Independent UK festival All Tomorrow’s Parties (ATP) is not your typical music festival. It is a wonderland, a community, a f&@*%-up carnival. At the ATP festival the cozy family atmosphere of the holiday camp takes on a distinctly Fear and Loathing edge when the arcade halls and water parks are overrun by overexcited and over-refreshed indie kids. The festival is now celebrating its tenth birthday with the release of a documentary film that details its one of a kind environment.
Photo courtesy Thomas Wilkinson
Incubator, a cultural project from the British Council, brought eclectic indie label Warp Records to Santiago in October for a week of music events concluding with a screening of All Tomorrow’s Parties – The Film, the documentary film about ATP. Incubator hopes to enable cultural exchange between Latin America and Europe – meaning more obscure European electro will hopefully be finding its way across the Andes.
Barry Hogan took the idea from Belle & Sebastian’s Bowlie Weekender at Pontins holiday camp, South England, in 1999. Each festival is curated by a different band or artist, which means that every festival is musically unique, allowing little-known bands to get exposure and giving festival goers the opportunity to see emerging acts that their idols find exciting.
The ATP film was created out of the same unique communal spirit, a far cry from the corporate sponsorship and profit margins of many major music festivals. Produced by Warp X, the film offshoot of Warp Records, footage contributed by fans and musicians is mixed with vintage film of Butlins and recordings from Jonathan Caouette (Tarnation) and Vincent Moon (The Take Away Shows, Arcade Fire).
The opening of the ATP film is a mish-mash of vintage images of holiday camps from the 50s and 60s cut to the frantic acceleration of Battles’ Atlas, and the film doesn’t let up for the whole 85 minutes. Featuring interviews and performances from bands including Animal Collective, Iggy and the Stooges, The Yeah Yeah Yeahs, Sonic Youth, a fan band playing squashed up in their chalet, Portishead, Animal Collective... the film perfectly captures the gleeful, giddy atmosphere of the festival.

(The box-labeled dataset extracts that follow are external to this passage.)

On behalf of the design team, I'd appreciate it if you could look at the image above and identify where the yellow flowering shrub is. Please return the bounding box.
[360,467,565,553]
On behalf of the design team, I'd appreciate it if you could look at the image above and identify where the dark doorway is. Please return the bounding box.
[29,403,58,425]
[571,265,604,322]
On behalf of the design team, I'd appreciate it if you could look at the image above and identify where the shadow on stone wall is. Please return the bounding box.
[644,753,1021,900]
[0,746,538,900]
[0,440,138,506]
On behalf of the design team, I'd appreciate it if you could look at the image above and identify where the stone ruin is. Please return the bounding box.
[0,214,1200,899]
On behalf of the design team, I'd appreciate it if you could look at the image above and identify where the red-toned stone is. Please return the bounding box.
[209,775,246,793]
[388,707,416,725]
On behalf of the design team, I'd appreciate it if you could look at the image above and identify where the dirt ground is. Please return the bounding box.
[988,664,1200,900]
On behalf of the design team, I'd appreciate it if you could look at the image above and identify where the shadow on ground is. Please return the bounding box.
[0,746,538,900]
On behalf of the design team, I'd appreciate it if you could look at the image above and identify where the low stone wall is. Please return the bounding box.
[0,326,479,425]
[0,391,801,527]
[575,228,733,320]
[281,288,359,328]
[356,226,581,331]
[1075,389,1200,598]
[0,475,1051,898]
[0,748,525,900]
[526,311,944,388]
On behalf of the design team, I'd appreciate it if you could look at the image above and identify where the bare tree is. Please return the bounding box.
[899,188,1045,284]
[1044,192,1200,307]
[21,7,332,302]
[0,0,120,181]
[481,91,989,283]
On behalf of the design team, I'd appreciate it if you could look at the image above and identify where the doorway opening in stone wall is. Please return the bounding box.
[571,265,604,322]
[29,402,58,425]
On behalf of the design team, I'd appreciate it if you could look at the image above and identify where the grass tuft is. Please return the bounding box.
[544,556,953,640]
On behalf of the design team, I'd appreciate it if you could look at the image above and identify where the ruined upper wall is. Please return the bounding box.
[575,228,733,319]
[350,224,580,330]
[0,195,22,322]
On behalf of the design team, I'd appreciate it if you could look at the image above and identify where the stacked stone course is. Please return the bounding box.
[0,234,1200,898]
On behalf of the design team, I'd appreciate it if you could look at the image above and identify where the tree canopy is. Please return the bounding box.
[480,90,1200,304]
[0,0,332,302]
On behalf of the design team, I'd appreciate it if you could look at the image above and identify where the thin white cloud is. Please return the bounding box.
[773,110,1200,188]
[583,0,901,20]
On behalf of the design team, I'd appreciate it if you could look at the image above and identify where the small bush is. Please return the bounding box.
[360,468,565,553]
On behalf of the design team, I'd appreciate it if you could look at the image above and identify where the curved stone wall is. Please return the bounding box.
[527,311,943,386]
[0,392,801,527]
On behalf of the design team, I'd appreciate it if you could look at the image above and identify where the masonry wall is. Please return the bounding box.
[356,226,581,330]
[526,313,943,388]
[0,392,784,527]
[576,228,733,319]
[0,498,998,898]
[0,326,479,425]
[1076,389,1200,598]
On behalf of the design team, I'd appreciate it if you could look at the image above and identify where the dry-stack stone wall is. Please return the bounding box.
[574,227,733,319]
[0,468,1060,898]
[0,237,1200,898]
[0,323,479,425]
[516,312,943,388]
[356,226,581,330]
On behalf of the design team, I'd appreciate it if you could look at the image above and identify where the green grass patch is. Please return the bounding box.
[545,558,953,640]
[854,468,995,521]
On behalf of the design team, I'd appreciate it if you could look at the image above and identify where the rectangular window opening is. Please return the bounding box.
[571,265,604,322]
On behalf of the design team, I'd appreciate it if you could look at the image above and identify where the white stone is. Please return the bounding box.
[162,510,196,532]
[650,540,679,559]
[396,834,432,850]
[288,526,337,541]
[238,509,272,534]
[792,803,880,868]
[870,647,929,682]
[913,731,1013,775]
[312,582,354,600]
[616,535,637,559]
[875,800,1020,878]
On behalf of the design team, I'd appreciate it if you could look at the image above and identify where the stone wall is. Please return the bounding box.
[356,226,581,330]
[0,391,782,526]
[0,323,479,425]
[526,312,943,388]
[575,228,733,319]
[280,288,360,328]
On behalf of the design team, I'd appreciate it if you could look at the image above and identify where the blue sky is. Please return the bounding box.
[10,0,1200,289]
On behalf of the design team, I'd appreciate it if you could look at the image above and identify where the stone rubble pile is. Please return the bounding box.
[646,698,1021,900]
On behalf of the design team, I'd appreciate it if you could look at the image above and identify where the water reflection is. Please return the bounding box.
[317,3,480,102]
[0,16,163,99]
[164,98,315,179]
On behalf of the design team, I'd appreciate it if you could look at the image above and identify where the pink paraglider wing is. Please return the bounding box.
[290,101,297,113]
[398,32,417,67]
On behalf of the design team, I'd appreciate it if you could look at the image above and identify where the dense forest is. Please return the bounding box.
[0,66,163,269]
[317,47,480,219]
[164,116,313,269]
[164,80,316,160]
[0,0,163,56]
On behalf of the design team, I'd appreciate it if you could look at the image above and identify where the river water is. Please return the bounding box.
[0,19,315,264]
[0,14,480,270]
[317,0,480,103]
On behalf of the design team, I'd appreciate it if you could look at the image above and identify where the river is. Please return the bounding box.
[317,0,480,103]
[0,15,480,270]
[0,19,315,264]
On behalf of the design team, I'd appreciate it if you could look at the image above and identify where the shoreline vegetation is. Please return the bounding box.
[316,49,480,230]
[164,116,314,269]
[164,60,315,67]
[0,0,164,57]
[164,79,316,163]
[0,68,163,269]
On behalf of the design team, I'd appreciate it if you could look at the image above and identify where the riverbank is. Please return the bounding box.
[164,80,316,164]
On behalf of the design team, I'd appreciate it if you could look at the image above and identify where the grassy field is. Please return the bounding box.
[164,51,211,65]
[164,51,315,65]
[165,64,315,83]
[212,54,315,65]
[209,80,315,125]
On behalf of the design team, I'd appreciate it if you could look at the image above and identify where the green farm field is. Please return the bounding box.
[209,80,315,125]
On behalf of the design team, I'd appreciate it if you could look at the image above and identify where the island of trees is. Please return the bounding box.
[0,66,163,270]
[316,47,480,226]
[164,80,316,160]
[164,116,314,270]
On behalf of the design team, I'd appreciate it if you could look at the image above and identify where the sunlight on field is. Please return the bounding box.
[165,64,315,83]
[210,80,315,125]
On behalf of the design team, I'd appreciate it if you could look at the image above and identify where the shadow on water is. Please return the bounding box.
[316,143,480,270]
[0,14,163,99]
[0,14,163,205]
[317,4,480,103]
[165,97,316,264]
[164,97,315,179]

One of the best performances of the film comes from a well-lubricated young man, sitting on the laminated counter in his chalet, playing an enthusiastic acoustic version of The Yeah Yeah Yeah’s Maps in the ghastly early morning light. The film is not an exercise in music geekery but exciting, touching and, at moments such as these, extremely funny.
At what other festival could you touch Iggy Pop’s sweaty torso, tell Karen O that she looks just like Karen O in the toilet queue, or have a Warp X camera crew film your chalet party? The film is a thrilling tribute to the unique spirit of ATP festival. The only downside is that ATP is a long, long way from Chile. But all hope is not lost for ATP lovers in Santiago - Incubator will be bringing more niche UK music to Chile and Industria Cultural (the venue for the screening) continues to host hip events regularly at their club night La Unidad.